Digital and Gradient Refractive Index Planar Optics by Nanoimprinting Mesoporous Silicon

We report the realization of digital and gradient index flat‐optics and planar waveguides using the ‘nanoimprinting refractive index’ (NIRI) technique applied to mesoporous silicon. This technique combines the distinct optical and mechanical metamaterial qualities of mesoporous silicon, including its widely tunable effective refractive index and ability to undergo plastic deformation with a near zero Poisson ratio. Nanoimprinting with premastered and reusable stamps containing analog or digital features enables the continuous or discontinuous patterning of refractive index with high contrast Δn ≥ 0.8 and subwavelength resolution.

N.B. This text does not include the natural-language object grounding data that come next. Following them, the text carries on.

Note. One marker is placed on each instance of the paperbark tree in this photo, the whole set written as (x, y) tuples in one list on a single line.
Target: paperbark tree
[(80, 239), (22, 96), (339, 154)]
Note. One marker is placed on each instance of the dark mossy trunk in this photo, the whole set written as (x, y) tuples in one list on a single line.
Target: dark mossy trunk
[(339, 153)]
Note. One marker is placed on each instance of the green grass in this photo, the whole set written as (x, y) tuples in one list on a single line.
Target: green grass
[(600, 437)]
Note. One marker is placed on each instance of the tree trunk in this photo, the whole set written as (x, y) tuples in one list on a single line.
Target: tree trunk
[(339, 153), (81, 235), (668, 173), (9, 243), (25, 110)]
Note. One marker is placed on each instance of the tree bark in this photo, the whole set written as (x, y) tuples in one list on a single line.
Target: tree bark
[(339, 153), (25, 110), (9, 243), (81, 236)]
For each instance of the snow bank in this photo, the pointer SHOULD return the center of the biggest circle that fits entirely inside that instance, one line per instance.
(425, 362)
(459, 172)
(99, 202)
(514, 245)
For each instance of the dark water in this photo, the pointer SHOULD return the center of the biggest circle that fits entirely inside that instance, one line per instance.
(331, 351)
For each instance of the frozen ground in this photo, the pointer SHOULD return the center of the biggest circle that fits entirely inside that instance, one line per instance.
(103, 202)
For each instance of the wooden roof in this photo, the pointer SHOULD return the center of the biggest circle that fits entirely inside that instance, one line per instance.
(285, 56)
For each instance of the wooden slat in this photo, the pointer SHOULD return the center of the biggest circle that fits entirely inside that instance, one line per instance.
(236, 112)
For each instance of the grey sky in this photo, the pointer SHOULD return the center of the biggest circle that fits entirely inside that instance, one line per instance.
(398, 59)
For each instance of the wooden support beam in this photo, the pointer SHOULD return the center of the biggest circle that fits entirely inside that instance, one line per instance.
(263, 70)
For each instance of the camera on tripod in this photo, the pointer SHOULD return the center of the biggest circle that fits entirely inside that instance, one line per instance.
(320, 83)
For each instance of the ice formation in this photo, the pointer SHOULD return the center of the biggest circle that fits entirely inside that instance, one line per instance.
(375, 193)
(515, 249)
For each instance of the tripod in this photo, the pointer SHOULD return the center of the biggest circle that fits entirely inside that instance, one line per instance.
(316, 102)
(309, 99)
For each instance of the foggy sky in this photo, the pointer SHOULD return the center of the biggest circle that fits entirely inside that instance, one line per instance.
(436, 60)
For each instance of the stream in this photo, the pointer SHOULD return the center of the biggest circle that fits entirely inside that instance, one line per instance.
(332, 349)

Using NIRI we experimentally demonstrate a wavefront shaping flat microlens array operating in the visible (405–635 nm) and mesoporous silicon and silica waveguides operating near 1310 nm. This study demonstrates the viability of patterning arbitrary refractive index distributions, n(x,y), on the surface of a chip while circumventing the challenges and limitations of top‐down lithographic techniques – thus opening a low‐cost and scalable approach for the realization of advanced planar optical technologies. A method for patterning refractive index distributions, n(x,y), on the surface of a chip is demonstrated based on nanoimprinting mesoporous silicon and applied to realize functional planar optical components with digital and gradient refractive index profiles. Device demonstrations include effective medium waveguides and flat effective medium micro‐lens arrays. This work opens a new route for planar optical design and fabrication.